And so, please, follow me as we step out the back door (watch out for chook poo) and come wander with me!


Bit of a mud map to guide you - bigger one at the end of the post!



First stop is the top chook pen with all the new chooks in it. The husband has built the U-Beaut Chook house (thats Australian for very good!) especially for our tropical conditions. It big and breezy inside and has waterproof space underneath for them to scratch around in on those weeks that it rains and rains and rains. The feeders are made from drainage pipes and have covers so we can stop the possums and rats from feasting on the chook food all night. The nesting boxes are at the side and are accessible from outside the pen and high enough to not hurt your back getting  the eggs. The new native bee hive of Trigona Hockingsii are in the white box above the nesting box under cover and facing east.
 
The isolation pen has been moved close to the big chooks so wee Autumn isn't lonely but not so close she cant pass on any bugs or diseases that she may have arrived with.
This all sits beside the pergola so that we can have all the fun of watching the chooks while eating our dinner (scraps just get thrown over the top) or reading a book.


Near the house, we also have our citrus trees.
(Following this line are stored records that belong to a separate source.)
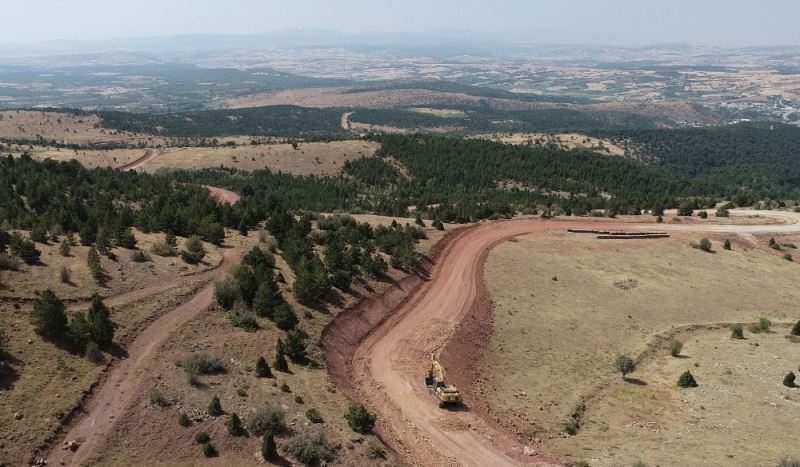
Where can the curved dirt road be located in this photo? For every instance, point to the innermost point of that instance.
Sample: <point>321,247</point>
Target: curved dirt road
<point>110,400</point>
<point>389,364</point>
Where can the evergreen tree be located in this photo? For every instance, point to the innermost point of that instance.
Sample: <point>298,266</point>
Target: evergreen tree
<point>49,317</point>
<point>101,326</point>
<point>215,408</point>
<point>262,368</point>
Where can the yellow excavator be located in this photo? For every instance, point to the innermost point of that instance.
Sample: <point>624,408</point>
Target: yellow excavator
<point>436,383</point>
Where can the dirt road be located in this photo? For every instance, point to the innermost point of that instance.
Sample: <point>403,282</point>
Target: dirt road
<point>149,155</point>
<point>388,365</point>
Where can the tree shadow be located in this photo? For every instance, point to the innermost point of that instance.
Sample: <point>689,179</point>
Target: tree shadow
<point>635,381</point>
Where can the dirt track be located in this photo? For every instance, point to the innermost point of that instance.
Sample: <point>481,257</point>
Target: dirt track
<point>149,155</point>
<point>116,392</point>
<point>387,367</point>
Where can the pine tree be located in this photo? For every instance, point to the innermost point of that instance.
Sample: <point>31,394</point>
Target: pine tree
<point>215,408</point>
<point>101,326</point>
<point>268,449</point>
<point>49,317</point>
<point>262,368</point>
<point>280,357</point>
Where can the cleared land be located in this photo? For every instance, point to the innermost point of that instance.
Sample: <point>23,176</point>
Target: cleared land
<point>566,305</point>
<point>323,158</point>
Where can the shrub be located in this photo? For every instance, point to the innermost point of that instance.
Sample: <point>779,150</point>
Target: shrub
<point>788,380</point>
<point>214,407</point>
<point>295,346</point>
<point>373,450</point>
<point>234,425</point>
<point>262,368</point>
<point>686,380</point>
<point>163,249</point>
<point>226,292</point>
<point>796,329</point>
<point>310,449</point>
<point>93,353</point>
<point>675,347</point>
<point>243,317</point>
<point>624,365</point>
<point>64,248</point>
<point>209,450</point>
<point>267,419</point>
<point>202,363</point>
<point>65,274</point>
<point>359,418</point>
<point>268,449</point>
<point>284,317</point>
<point>48,317</point>
<point>140,256</point>
<point>158,398</point>
<point>183,420</point>
<point>314,416</point>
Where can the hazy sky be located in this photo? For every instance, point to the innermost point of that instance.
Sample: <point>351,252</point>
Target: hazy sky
<point>622,22</point>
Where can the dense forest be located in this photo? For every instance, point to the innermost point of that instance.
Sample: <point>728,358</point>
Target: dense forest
<point>487,120</point>
<point>762,158</point>
<point>280,121</point>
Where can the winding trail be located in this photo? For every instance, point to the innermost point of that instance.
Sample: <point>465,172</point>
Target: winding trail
<point>110,400</point>
<point>387,366</point>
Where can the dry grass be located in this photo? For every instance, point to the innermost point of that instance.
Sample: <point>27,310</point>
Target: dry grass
<point>309,158</point>
<point>555,339</point>
<point>124,274</point>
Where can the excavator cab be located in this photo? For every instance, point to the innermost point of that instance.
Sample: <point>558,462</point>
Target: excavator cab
<point>437,385</point>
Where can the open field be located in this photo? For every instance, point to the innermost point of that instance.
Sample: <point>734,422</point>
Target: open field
<point>309,158</point>
<point>124,275</point>
<point>566,305</point>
In that clump is a lemon, grapefruit, kumquat  and kaffier lime leaf bush. In hindsight, they are way too close together. We have been battling a stinkbug problem (link to solution here) for a few years and this year there is actually new green growth on the trees. The lemons aren't the best - on my to do list is to see what the citrus's need and to give it to them. The lime leaves are the only real thing we harvest off here in any quantity. The grey water from the shower comes out onto these plants or the lawn if its really brown...
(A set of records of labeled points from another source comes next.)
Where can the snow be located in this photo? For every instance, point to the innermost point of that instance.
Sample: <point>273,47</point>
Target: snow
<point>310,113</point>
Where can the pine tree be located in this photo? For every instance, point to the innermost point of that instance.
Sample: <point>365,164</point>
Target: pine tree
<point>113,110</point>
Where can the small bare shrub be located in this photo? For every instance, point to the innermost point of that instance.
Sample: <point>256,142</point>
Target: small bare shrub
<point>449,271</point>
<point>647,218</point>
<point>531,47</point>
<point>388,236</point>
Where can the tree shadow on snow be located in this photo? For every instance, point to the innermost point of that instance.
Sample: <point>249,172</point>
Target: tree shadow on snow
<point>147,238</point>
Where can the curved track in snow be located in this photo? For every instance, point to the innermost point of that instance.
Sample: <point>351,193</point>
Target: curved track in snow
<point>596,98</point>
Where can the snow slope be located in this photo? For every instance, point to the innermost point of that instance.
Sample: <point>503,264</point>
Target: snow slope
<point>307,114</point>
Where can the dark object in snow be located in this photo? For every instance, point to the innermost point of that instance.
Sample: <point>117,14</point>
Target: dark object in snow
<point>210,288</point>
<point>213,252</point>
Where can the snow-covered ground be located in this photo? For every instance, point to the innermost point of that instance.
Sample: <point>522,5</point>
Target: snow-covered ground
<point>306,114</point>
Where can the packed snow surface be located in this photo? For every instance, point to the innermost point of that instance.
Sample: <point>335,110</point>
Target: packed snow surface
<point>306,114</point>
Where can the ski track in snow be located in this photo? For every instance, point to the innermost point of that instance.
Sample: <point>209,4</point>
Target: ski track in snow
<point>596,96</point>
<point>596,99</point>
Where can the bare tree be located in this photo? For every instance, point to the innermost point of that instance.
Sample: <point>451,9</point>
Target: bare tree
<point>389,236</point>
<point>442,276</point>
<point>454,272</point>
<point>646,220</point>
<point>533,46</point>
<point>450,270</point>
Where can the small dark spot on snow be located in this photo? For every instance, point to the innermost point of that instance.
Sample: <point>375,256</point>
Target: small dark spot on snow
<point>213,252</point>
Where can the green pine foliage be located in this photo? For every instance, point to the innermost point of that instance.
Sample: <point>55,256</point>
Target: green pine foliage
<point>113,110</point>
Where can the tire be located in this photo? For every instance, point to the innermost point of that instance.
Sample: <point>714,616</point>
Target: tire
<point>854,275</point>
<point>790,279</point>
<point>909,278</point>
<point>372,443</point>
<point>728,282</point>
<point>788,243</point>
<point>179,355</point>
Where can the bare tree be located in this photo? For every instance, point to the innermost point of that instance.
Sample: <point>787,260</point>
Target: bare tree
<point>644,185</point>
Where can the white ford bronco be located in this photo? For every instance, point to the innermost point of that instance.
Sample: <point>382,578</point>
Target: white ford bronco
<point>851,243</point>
See the neighbours? We are so lucky to have such fantastic people living next door. We are definitely in suburbia and on a main road although these pictures dont show that very well.


From the pergola looking down the garden is this view. Living in Sunny Queensland means that we can hang washing on the line at any time of the night or day and have it dried in 15 - 20 minutes! We have two lines that go the length of the yard that can be put up or taken down depending on the amount of washing or the activities taking place in the garden. Its the area that gets the most "discussion" as I want to have as much "no mow" as possible and he wants to have a glorious green vista (a hangover from his English heritage).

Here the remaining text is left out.